According to the representative of the local business community Bokang Khekhe, locals have been struggling because the mines have been running a monopoly, accusing the local businesses of lack of consistency, lack of capacity or providing poor quality goods. “The mines have been running a monopoly yet these are things Basotho can be able to provide. They have been talking about standards and in Lesotho we do not have a bureau of standards so I do not understand the basis of the quality they are talking about.
“The problem is that they go back to their native countries where they give some of these tenders to their own friends so that they all benefit at the expense of Basotho. Such behaviour should come to an end because Basotho really deserve these opportunities and we will continue working hand in hand with government towards the right direction,” Khekhe said in an interview with Public Eye on Wednesday this week.
Mines minister Keketso Sello aknowledged his ministry is responsible for ensuring that the guiding principles and legal requirements are implemented and that participation by locals increases in the mining sector. “The primary focus of the government is to eliminate poverty and create more jobs, so if we can have more local businesses participating in the provision of goods and services to the mining sector, more jobs will be created and this will have positive impact to our economy,” Sello said.
Currently the mining sector employs more than 3000 Basotho.
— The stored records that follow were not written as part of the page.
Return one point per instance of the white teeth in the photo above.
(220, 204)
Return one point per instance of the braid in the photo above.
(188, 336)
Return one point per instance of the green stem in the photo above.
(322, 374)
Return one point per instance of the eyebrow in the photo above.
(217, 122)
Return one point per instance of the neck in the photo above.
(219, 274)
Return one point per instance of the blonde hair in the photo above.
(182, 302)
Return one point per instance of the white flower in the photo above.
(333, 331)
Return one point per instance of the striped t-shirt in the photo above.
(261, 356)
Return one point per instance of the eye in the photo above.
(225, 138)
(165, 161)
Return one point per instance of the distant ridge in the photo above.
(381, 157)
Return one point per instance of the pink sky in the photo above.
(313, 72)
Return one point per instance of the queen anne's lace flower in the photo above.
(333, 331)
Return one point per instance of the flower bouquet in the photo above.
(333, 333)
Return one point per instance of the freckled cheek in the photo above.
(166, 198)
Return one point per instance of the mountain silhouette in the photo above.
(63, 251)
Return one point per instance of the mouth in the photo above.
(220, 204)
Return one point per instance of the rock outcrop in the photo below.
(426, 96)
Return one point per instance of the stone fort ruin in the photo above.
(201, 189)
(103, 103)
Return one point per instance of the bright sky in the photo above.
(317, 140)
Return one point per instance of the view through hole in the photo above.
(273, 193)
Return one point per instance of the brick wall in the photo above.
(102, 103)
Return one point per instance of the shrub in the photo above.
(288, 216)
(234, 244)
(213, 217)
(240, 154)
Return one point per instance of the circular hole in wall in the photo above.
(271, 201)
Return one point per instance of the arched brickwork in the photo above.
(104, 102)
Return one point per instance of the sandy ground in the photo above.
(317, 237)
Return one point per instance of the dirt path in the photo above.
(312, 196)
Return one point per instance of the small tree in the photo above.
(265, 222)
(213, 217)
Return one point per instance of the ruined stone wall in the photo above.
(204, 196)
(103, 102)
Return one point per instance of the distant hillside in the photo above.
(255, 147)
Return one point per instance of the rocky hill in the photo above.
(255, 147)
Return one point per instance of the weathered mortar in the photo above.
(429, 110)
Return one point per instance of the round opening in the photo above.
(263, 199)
On the same note, the Ministry of Mining has decided to host a two-day forum, Mining Khotla in a continued effort to bring together all relevant stakeholders to map a better way forward on how best can Basotho businesses can benefit from commercial mining companies which will go a long way in contributing to the country’s GDP.
“We found it befitting to level the ground by opening dialogue for the business as a means to expand the business linkages. So the Mining Khotla is another strategy through which the ministry, in collaboration with the Lesotho Chamber of Commerce, is driving the mandate to achieve its objectives and live up to its promises as set in the 2015 minerals and mining policy,” “It would be my greatest pleasure to see indigenous, locally owned Basotho companies playing a leading role in this endeavour,” Minister Sello added.